Том вручил ему кисть с явной неохотой, однако душа его пела. И пока бывший пароход «Большая Миссури» усердствовал и потел на солнцепеке, отставной живописец сидел на стоявшем в тени бочонке, болтал ногами, грыз яблоко и обдумывал западню, которую ему предстояло расставить следующей простой душе. Недостатка в таковых не наблюдалось: мальчики подходили к нему один за другим, — сначала ехидничали, но вскоре хватались за кисть. Ко времени, когда Бен начал уставать, Том уже продал следующую смену Билли Фишеру, получив от него воздушного змея — в довольно приличном состоянии; а когда утомился и Фишер, его сменил Джонни Миллер, отдавший Тому дохлую крысу на веревочке, позволявшей с удобством крутить ею по воздуху — и так далее, и тому подобное, час за часом. К послеполуденному времени Том, проснувшийся поутру без малого нищим, буквальным образом купался в богатстве. Помимо уже упомянутых приобретений, он владел теперь двенадцатью каменными шариками, фрагментом древнего, именуемого «зуделкой» музыкального инструмента, донышком синей стеклянной бутылки, через которое можно было смотреть на мир, изготовленной из нитяной катушки пушечкой, ключом, ничего, впрочем, не отпиравшим, куском мела, стеклянной пробкой от графина, оловянным солдатиком, двумя головастиками, шестью хлопушками, одноглазым котенком, медной дверной ручкой, собачьим ошейником — собака не прилагалась, — черенком ножа, четырьмя кусками апельсиновой кожуры и старым, полуразвалившимся оконным переплетом.

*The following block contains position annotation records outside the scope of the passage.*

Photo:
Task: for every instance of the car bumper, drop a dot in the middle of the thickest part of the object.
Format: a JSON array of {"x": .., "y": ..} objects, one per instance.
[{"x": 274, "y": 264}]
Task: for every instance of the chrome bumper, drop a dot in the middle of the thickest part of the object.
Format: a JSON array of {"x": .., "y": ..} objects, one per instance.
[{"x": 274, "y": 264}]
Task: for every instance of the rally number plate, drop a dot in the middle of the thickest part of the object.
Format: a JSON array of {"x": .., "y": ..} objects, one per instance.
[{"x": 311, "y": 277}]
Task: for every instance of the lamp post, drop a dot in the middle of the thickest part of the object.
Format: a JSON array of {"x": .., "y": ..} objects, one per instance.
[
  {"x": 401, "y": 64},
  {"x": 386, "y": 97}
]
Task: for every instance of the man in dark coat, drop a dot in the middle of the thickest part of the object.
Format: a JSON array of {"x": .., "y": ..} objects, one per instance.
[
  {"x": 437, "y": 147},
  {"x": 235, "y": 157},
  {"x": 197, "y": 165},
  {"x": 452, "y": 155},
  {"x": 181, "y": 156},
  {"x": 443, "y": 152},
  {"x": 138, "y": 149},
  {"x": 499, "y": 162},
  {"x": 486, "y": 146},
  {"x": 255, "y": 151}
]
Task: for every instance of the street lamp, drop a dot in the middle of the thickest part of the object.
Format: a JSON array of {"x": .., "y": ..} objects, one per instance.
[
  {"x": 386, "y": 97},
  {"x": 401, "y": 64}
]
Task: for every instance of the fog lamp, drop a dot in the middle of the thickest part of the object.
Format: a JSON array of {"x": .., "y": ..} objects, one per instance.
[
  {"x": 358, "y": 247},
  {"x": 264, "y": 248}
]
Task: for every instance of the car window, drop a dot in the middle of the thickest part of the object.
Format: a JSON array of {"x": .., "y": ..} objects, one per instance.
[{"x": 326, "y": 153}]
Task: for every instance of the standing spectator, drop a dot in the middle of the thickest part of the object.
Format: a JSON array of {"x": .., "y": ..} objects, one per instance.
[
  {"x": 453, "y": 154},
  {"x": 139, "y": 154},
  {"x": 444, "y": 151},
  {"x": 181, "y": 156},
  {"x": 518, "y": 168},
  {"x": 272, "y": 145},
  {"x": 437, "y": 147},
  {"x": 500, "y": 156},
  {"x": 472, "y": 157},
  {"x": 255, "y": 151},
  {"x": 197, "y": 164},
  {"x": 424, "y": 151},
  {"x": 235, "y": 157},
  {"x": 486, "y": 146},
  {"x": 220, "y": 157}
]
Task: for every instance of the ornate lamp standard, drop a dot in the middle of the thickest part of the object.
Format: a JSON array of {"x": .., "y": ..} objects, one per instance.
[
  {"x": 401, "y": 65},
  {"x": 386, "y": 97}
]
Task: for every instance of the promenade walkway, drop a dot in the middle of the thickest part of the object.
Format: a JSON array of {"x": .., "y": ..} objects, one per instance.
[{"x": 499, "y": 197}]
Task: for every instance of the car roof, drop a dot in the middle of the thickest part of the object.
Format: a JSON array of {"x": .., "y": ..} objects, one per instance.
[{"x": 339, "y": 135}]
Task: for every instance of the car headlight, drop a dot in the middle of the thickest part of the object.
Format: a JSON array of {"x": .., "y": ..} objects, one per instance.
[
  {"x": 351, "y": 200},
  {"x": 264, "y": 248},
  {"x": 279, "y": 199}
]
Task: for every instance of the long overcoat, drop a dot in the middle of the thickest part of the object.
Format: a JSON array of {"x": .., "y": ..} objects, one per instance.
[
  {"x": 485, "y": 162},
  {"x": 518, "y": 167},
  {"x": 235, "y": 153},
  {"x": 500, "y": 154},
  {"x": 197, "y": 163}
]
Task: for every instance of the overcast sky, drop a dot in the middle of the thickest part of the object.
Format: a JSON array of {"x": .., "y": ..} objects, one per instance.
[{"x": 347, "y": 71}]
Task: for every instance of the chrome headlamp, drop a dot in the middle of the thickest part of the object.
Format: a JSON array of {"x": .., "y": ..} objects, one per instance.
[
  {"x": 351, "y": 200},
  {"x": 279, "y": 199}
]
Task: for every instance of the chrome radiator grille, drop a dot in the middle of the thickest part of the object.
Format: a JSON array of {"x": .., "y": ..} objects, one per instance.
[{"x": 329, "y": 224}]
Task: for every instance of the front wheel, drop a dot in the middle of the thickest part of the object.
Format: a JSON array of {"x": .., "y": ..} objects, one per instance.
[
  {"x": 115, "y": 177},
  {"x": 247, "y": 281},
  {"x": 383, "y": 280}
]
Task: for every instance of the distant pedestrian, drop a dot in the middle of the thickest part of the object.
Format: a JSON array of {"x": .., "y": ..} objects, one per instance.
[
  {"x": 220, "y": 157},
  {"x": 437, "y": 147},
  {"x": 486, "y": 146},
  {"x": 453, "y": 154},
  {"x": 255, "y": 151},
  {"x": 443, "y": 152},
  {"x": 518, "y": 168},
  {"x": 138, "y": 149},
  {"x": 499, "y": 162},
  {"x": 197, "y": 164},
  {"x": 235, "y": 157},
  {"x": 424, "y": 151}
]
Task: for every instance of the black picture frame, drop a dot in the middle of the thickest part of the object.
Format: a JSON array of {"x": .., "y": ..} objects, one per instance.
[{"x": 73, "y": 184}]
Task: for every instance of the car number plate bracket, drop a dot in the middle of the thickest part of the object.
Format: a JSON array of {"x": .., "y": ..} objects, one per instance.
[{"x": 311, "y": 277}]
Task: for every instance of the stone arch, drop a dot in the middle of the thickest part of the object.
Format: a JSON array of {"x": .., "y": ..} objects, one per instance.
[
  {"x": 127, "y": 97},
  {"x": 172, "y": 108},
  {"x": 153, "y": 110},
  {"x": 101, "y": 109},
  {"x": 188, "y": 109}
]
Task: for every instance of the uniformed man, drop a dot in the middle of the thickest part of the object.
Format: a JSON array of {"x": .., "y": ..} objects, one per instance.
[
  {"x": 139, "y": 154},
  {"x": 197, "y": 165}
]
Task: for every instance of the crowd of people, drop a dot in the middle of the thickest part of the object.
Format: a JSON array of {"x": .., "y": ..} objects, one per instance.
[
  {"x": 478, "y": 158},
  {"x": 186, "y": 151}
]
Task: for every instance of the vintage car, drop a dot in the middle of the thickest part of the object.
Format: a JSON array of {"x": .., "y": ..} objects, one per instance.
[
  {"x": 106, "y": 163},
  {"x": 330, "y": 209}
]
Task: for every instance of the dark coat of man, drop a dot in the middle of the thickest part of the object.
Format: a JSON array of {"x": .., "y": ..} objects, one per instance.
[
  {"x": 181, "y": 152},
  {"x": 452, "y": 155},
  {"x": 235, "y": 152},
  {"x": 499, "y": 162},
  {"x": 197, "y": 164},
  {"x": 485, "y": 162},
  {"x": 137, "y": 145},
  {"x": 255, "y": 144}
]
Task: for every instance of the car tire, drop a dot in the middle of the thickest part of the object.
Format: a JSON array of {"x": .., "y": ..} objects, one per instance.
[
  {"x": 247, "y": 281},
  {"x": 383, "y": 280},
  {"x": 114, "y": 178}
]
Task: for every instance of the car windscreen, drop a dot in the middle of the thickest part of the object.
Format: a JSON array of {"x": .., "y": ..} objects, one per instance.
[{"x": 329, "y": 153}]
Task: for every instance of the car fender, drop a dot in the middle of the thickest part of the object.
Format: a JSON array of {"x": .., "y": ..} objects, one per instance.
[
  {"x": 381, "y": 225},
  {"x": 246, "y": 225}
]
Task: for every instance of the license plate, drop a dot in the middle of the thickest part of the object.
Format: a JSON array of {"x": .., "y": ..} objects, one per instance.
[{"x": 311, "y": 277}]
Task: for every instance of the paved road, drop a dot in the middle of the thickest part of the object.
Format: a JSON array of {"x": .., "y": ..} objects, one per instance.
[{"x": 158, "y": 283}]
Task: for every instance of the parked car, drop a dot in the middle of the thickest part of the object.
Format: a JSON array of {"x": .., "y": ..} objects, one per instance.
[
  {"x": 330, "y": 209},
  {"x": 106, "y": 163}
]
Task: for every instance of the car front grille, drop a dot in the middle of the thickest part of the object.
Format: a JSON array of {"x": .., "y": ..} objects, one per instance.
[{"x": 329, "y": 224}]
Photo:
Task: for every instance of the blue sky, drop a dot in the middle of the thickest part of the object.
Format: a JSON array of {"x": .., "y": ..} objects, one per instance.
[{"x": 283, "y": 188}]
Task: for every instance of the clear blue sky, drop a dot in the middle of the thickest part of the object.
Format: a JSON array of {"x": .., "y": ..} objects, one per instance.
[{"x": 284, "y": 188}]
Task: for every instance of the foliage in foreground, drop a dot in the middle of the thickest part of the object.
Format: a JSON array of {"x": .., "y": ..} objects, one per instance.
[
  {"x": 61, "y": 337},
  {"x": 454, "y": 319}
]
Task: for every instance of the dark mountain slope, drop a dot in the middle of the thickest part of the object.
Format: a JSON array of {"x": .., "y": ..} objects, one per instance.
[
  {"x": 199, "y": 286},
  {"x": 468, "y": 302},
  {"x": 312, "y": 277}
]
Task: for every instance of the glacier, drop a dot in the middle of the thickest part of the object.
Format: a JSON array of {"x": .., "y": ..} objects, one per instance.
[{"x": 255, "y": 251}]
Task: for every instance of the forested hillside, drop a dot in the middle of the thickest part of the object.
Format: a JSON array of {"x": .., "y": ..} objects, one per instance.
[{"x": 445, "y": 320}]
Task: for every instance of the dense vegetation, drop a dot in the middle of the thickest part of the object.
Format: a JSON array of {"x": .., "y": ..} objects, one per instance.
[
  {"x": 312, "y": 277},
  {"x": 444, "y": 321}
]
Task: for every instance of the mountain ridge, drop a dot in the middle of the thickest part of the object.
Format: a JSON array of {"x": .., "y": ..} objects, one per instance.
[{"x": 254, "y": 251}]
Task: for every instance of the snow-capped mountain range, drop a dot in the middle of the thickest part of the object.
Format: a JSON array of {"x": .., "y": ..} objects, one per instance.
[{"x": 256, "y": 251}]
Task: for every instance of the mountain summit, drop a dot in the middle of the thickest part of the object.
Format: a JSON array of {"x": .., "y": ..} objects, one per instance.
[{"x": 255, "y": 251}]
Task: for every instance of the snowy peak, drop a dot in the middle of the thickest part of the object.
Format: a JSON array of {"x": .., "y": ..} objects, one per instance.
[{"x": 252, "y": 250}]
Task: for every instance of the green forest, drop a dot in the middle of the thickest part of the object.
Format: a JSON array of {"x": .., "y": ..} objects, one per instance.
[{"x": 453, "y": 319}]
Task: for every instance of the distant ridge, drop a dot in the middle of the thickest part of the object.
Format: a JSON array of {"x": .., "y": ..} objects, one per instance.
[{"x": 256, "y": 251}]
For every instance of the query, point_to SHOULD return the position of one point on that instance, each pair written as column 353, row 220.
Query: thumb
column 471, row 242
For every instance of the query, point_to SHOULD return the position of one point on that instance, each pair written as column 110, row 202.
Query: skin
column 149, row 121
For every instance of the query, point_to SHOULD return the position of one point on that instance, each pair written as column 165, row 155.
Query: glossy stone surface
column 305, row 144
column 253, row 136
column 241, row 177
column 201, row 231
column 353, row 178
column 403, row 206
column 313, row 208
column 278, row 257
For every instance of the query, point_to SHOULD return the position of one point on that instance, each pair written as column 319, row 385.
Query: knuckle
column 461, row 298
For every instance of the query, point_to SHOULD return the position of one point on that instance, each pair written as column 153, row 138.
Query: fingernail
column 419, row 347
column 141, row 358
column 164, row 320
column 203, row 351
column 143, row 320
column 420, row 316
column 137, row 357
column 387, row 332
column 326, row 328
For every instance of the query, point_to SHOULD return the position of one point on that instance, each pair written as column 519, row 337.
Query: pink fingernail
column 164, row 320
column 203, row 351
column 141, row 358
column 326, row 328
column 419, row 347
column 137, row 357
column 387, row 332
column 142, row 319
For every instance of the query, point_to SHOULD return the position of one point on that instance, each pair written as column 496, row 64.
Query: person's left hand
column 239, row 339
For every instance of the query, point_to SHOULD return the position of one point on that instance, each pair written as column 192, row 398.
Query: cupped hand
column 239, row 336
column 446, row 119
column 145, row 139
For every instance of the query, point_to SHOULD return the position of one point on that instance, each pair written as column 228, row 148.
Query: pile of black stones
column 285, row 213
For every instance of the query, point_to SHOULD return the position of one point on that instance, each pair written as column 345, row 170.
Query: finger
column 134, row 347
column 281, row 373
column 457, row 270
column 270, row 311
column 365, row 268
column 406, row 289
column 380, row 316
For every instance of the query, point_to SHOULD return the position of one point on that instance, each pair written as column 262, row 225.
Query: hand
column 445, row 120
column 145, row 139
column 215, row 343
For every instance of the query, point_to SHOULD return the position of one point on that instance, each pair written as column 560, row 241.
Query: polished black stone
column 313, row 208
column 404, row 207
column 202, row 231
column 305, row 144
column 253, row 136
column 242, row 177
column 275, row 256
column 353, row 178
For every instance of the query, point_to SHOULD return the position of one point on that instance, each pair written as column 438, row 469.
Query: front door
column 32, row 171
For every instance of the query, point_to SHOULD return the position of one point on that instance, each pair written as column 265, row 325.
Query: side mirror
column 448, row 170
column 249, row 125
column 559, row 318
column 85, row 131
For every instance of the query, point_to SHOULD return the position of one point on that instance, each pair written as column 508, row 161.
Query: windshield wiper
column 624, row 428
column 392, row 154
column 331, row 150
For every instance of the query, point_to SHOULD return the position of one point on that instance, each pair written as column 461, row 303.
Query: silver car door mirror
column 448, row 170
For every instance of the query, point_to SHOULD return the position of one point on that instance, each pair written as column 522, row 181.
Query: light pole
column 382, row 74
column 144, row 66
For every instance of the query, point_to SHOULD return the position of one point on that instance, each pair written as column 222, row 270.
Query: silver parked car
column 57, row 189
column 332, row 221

Он хорошо и весело провел, не ударяя пальцем о палец, время в большой компании, а забор, между тем, покрылся целыми тремя слоями известки! И если бы она не вышла вся, Том обратил бы в банкротов всех до единого мальчиков городка.

Приходилось признать, что жизнь, вообще говоря, не такая уж и пустая штука. Том, сам того не ведая, открыл великий закон, который правит поведением людей, а именно: чтобы заставить мужчину или мальчика возжаждать какой-то вещи, необходимо всего лишь затруднить ее приобретение. Будь Том таким же великим и мудрым философом, каков автор этой книги, он уразумел бы, что Труд состоит из того, чем каждый из нас заниматься обязан, а Игра — из того, чем не обязан заниматься никто. И это помогло бы ему понять, отчего изготовление бумажных цветов или нудная механическая работа есть труд, а сбивание кеглей или восхождение на Монблан — всего только развлечение. В Англии можно встретить состоятельных джентльменов, которые в летнюю жару правят запряженными четверкой лошадей пассажирскими дилижансами, проезжая на их облучках по двадцать-тридцать миль в день, — и лишь потому, что привилегия эта обходится им в изрядные деньги; а предложите джентльменам плату за такую услугу, обратив ее тем самым в труд, они от нее немедля откажутся.

Том поразмышлял немного о значительных переменах, происшедших в его жизненных обстоятельствах, а затем устремился с донесением в главный штаб.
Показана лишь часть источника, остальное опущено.